In this Friday, Feb. 22, 2013 photo provided by Shane Schuster, three people in the Red River High School student section wear Ku Klux Klan-style white robes and hoods during a semifinal game in the North Dakota Boys Hockey Tournament at Ralph Engelstad Arena in Grand Forks, N.D. (Photo: AP)
(TheBlaze/AP) -- A North Dakota high school principal says appropriate action is being taken after three students briefly donned Ku Klux Klan-style white robes and hoods Friday night during a state hockey semifinal game.
The photo caused an uproar on Twitter when it was posted by 19-year-old Shane Schuster, who was seated with some friends at Ralph Engelstad Arena when something in the student section across the rink caught his eye.
"I thought, `Are those KKK hoods?' I couldn't believe it," Schuster said. "I was shocked."
Schuster said he focused his camera phone and snapped a photo, later uploading it to Twitter. By late afternoon, it had more than 75 retweets, with many users expressing outrage and some wondering whether the picture was Photoshopped.
But Kristopher Arason, Red River's principal, said the school's investigation determined that the students put on the attire just after Red River's first goal and wore it for about 30 seconds to a minute. The teens removed the outfits after students in the section told them it was offensive, he said.
"We, as a school, are extremely disappointed with the behavior of these three students," Arason said in a statement sent to The Associated Press on Saturday. "This behavior is not a representation of our school or student body."
He did not indicate what disciplinary action the three unidentified students could face.
The students were all dressed in white as part of a "white out" theme to support the team, according to reports, an idea popularized more than 25 years ago by the Winnipeg Jets. In the intervening years, though, the practice has spread to the college and high school levels.

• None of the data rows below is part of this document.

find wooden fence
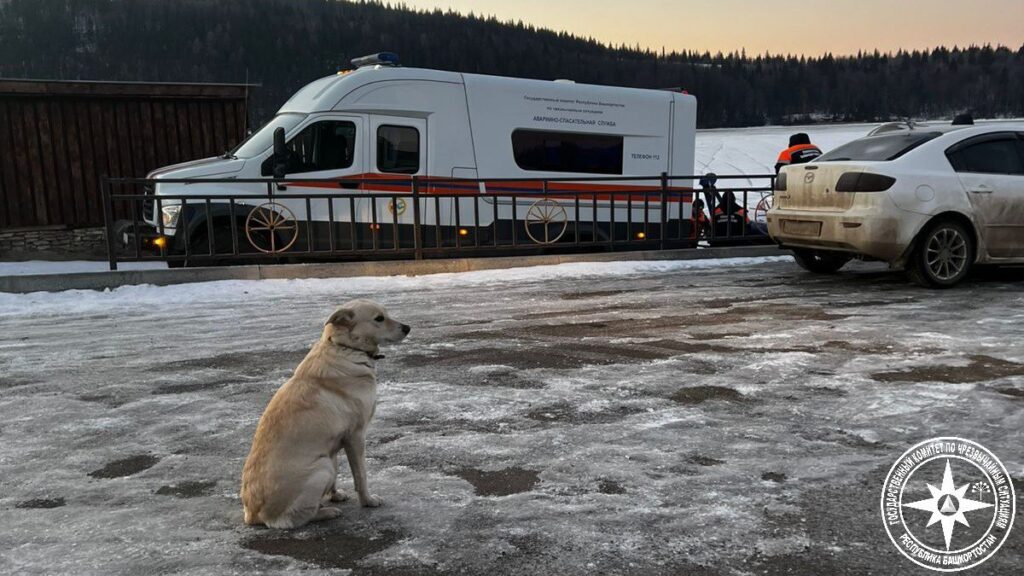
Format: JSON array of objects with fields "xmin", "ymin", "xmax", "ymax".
[{"xmin": 0, "ymin": 79, "xmax": 253, "ymax": 229}]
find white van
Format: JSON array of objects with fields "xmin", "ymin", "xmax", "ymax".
[{"xmin": 139, "ymin": 53, "xmax": 697, "ymax": 257}]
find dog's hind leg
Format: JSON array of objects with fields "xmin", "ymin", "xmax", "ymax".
[
  {"xmin": 344, "ymin": 431, "xmax": 382, "ymax": 507},
  {"xmin": 266, "ymin": 460, "xmax": 338, "ymax": 529},
  {"xmin": 312, "ymin": 506, "xmax": 343, "ymax": 522},
  {"xmin": 327, "ymin": 452, "xmax": 349, "ymax": 502}
]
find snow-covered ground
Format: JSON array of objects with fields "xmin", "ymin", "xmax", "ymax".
[
  {"xmin": 2, "ymin": 257, "xmax": 1022, "ymax": 575},
  {"xmin": 695, "ymin": 122, "xmax": 875, "ymax": 177}
]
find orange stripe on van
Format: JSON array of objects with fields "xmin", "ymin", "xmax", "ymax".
[{"xmin": 287, "ymin": 173, "xmax": 694, "ymax": 202}]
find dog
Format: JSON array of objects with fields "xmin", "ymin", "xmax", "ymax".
[{"xmin": 240, "ymin": 299, "xmax": 410, "ymax": 529}]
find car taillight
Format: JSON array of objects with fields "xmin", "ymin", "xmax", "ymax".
[
  {"xmin": 775, "ymin": 172, "xmax": 787, "ymax": 191},
  {"xmin": 835, "ymin": 172, "xmax": 896, "ymax": 192}
]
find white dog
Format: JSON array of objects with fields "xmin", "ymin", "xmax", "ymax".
[{"xmin": 240, "ymin": 299, "xmax": 409, "ymax": 529}]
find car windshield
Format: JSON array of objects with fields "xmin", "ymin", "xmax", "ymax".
[
  {"xmin": 230, "ymin": 113, "xmax": 307, "ymax": 159},
  {"xmin": 817, "ymin": 131, "xmax": 943, "ymax": 162}
]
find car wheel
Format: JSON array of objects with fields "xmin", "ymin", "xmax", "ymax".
[
  {"xmin": 791, "ymin": 249, "xmax": 852, "ymax": 274},
  {"xmin": 907, "ymin": 220, "xmax": 974, "ymax": 288}
]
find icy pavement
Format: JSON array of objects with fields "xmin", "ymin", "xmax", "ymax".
[
  {"xmin": 1, "ymin": 258, "xmax": 1022, "ymax": 576},
  {"xmin": 0, "ymin": 260, "xmax": 166, "ymax": 277}
]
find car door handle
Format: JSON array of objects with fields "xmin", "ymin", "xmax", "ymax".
[{"xmin": 969, "ymin": 185, "xmax": 993, "ymax": 194}]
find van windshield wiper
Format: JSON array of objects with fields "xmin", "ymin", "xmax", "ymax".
[{"xmin": 221, "ymin": 150, "xmax": 238, "ymax": 160}]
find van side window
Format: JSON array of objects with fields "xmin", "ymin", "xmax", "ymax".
[
  {"xmin": 512, "ymin": 130, "xmax": 623, "ymax": 174},
  {"xmin": 947, "ymin": 137, "xmax": 1024, "ymax": 176},
  {"xmin": 377, "ymin": 125, "xmax": 420, "ymax": 174},
  {"xmin": 278, "ymin": 121, "xmax": 356, "ymax": 174}
]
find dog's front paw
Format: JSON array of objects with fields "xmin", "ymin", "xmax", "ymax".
[
  {"xmin": 330, "ymin": 489, "xmax": 349, "ymax": 503},
  {"xmin": 360, "ymin": 494, "xmax": 383, "ymax": 508}
]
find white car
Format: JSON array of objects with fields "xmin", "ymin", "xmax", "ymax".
[{"xmin": 767, "ymin": 121, "xmax": 1024, "ymax": 287}]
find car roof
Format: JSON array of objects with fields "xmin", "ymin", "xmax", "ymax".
[
  {"xmin": 872, "ymin": 122, "xmax": 1023, "ymax": 165},
  {"xmin": 917, "ymin": 122, "xmax": 1024, "ymax": 150},
  {"xmin": 809, "ymin": 121, "xmax": 1024, "ymax": 166},
  {"xmin": 867, "ymin": 121, "xmax": 1024, "ymax": 138}
]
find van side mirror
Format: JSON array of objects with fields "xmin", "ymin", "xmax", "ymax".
[{"xmin": 272, "ymin": 127, "xmax": 288, "ymax": 179}]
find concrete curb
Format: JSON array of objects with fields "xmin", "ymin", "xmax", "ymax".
[{"xmin": 0, "ymin": 246, "xmax": 790, "ymax": 294}]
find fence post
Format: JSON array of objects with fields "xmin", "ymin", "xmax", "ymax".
[
  {"xmin": 659, "ymin": 172, "xmax": 668, "ymax": 251},
  {"xmin": 411, "ymin": 175, "xmax": 423, "ymax": 260},
  {"xmin": 101, "ymin": 177, "xmax": 118, "ymax": 271}
]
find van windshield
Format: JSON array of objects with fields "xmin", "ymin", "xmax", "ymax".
[
  {"xmin": 230, "ymin": 113, "xmax": 307, "ymax": 159},
  {"xmin": 817, "ymin": 131, "xmax": 942, "ymax": 162}
]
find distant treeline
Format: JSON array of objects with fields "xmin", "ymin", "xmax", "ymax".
[{"xmin": 2, "ymin": 0, "xmax": 1023, "ymax": 128}]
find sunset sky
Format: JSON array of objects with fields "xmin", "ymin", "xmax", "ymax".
[{"xmin": 399, "ymin": 0, "xmax": 1024, "ymax": 56}]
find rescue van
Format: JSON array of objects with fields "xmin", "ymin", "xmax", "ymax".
[{"xmin": 140, "ymin": 53, "xmax": 697, "ymax": 256}]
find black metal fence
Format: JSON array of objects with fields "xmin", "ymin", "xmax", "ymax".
[{"xmin": 102, "ymin": 173, "xmax": 776, "ymax": 270}]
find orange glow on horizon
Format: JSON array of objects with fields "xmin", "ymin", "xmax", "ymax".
[{"xmin": 398, "ymin": 0, "xmax": 1024, "ymax": 57}]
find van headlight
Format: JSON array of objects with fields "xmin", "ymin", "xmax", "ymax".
[{"xmin": 161, "ymin": 205, "xmax": 182, "ymax": 227}]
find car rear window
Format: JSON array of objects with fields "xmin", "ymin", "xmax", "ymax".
[{"xmin": 817, "ymin": 131, "xmax": 943, "ymax": 162}]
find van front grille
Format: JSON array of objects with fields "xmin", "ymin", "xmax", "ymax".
[{"xmin": 141, "ymin": 184, "xmax": 156, "ymax": 224}]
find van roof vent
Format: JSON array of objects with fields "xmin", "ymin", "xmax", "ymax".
[
  {"xmin": 553, "ymin": 79, "xmax": 575, "ymax": 84},
  {"xmin": 351, "ymin": 52, "xmax": 400, "ymax": 68}
]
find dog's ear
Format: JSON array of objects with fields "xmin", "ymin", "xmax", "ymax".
[{"xmin": 327, "ymin": 308, "xmax": 354, "ymax": 328}]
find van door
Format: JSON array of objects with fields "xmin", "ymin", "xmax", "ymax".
[
  {"xmin": 947, "ymin": 133, "xmax": 1024, "ymax": 259},
  {"xmin": 257, "ymin": 114, "xmax": 364, "ymax": 251},
  {"xmin": 369, "ymin": 116, "xmax": 427, "ymax": 229},
  {"xmin": 269, "ymin": 114, "xmax": 364, "ymax": 186}
]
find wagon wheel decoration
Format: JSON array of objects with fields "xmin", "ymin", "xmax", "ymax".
[
  {"xmin": 245, "ymin": 202, "xmax": 299, "ymax": 254},
  {"xmin": 524, "ymin": 198, "xmax": 568, "ymax": 244},
  {"xmin": 753, "ymin": 193, "xmax": 774, "ymax": 225}
]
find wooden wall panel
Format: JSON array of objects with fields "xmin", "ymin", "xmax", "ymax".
[{"xmin": 0, "ymin": 80, "xmax": 251, "ymax": 229}]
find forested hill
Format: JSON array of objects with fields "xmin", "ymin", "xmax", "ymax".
[{"xmin": 2, "ymin": 0, "xmax": 1023, "ymax": 128}]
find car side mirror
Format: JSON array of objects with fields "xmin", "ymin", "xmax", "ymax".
[{"xmin": 272, "ymin": 127, "xmax": 288, "ymax": 180}]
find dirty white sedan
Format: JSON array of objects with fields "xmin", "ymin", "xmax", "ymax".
[{"xmin": 768, "ymin": 122, "xmax": 1024, "ymax": 286}]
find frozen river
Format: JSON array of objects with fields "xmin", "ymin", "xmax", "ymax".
[{"xmin": 1, "ymin": 257, "xmax": 1022, "ymax": 575}]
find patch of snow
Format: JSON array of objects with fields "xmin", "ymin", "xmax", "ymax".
[
  {"xmin": 0, "ymin": 256, "xmax": 791, "ymax": 318},
  {"xmin": 695, "ymin": 123, "xmax": 875, "ymax": 177}
]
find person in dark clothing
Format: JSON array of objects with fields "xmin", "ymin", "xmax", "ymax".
[
  {"xmin": 775, "ymin": 133, "xmax": 823, "ymax": 173},
  {"xmin": 712, "ymin": 191, "xmax": 748, "ymax": 238},
  {"xmin": 699, "ymin": 174, "xmax": 751, "ymax": 238}
]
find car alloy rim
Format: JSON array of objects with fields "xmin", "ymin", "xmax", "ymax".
[{"xmin": 925, "ymin": 227, "xmax": 967, "ymax": 281}]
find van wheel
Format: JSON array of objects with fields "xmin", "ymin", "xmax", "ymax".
[
  {"xmin": 185, "ymin": 226, "xmax": 241, "ymax": 267},
  {"xmin": 792, "ymin": 249, "xmax": 851, "ymax": 274},
  {"xmin": 907, "ymin": 220, "xmax": 973, "ymax": 288}
]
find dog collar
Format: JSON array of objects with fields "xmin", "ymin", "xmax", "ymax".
[{"xmin": 332, "ymin": 340, "xmax": 383, "ymax": 362}]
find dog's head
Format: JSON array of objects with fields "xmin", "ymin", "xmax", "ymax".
[{"xmin": 324, "ymin": 299, "xmax": 410, "ymax": 356}]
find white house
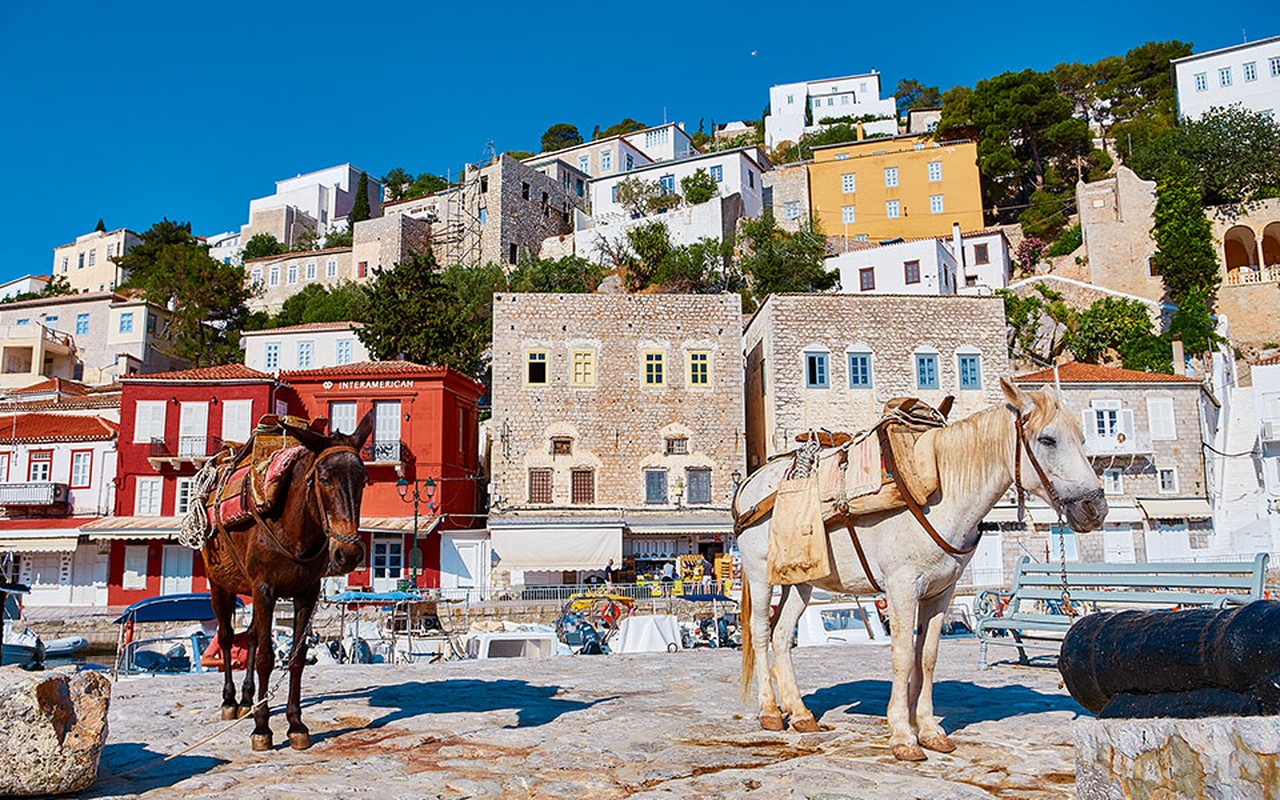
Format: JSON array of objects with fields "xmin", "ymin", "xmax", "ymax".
[
  {"xmin": 1253, "ymin": 353, "xmax": 1280, "ymax": 550},
  {"xmin": 525, "ymin": 123, "xmax": 694, "ymax": 179},
  {"xmin": 242, "ymin": 321, "xmax": 369, "ymax": 373},
  {"xmin": 1173, "ymin": 35, "xmax": 1280, "ymax": 121},
  {"xmin": 0, "ymin": 275, "xmax": 49, "ymax": 300},
  {"xmin": 248, "ymin": 164, "xmax": 382, "ymax": 236},
  {"xmin": 587, "ymin": 147, "xmax": 769, "ymax": 222},
  {"xmin": 765, "ymin": 72, "xmax": 898, "ymax": 147},
  {"xmin": 829, "ymin": 226, "xmax": 1010, "ymax": 295}
]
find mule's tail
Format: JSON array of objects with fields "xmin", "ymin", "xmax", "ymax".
[{"xmin": 739, "ymin": 575, "xmax": 753, "ymax": 702}]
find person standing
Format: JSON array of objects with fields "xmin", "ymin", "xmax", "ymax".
[{"xmin": 604, "ymin": 559, "xmax": 615, "ymax": 587}]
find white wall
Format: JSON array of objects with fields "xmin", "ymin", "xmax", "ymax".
[
  {"xmin": 573, "ymin": 195, "xmax": 734, "ymax": 264},
  {"xmin": 959, "ymin": 231, "xmax": 1011, "ymax": 291},
  {"xmin": 765, "ymin": 72, "xmax": 898, "ymax": 147},
  {"xmin": 0, "ymin": 438, "xmax": 116, "ymax": 515},
  {"xmin": 589, "ymin": 149, "xmax": 765, "ymax": 221},
  {"xmin": 1254, "ymin": 363, "xmax": 1280, "ymax": 546},
  {"xmin": 830, "ymin": 239, "xmax": 957, "ymax": 295},
  {"xmin": 243, "ymin": 326, "xmax": 369, "ymax": 372},
  {"xmin": 1175, "ymin": 37, "xmax": 1280, "ymax": 120}
]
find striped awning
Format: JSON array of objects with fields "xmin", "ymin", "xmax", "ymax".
[
  {"xmin": 1137, "ymin": 498, "xmax": 1214, "ymax": 519},
  {"xmin": 0, "ymin": 536, "xmax": 79, "ymax": 552},
  {"xmin": 360, "ymin": 516, "xmax": 441, "ymax": 537},
  {"xmin": 81, "ymin": 516, "xmax": 182, "ymax": 539}
]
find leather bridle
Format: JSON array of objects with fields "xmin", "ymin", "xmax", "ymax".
[
  {"xmin": 303, "ymin": 445, "xmax": 366, "ymax": 546},
  {"xmin": 1013, "ymin": 409, "xmax": 1063, "ymax": 518}
]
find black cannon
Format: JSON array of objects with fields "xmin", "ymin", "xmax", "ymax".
[{"xmin": 1058, "ymin": 600, "xmax": 1280, "ymax": 718}]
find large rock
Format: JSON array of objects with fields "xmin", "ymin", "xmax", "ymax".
[
  {"xmin": 1075, "ymin": 716, "xmax": 1280, "ymax": 799},
  {"xmin": 0, "ymin": 666, "xmax": 110, "ymax": 796}
]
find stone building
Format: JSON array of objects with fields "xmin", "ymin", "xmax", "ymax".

The Associated Press notes that Davies High School is named in honor of Ronald Davies, the former federal judge from Fargo whose 1957 rulings integrated Central High School in Little Rock, Ark. - a pivotal event in the civil rights movement.
The judge's son commented for the Grand Forks Herald: “I’m not familiar with the white out actions and they cause me no concern...The hooded portion is something the school administration should talk to the students about. They may not have attached any significance to their attire but, if they did, and it was racially motivated, then the school ought to take appropriate action, whatever that is.”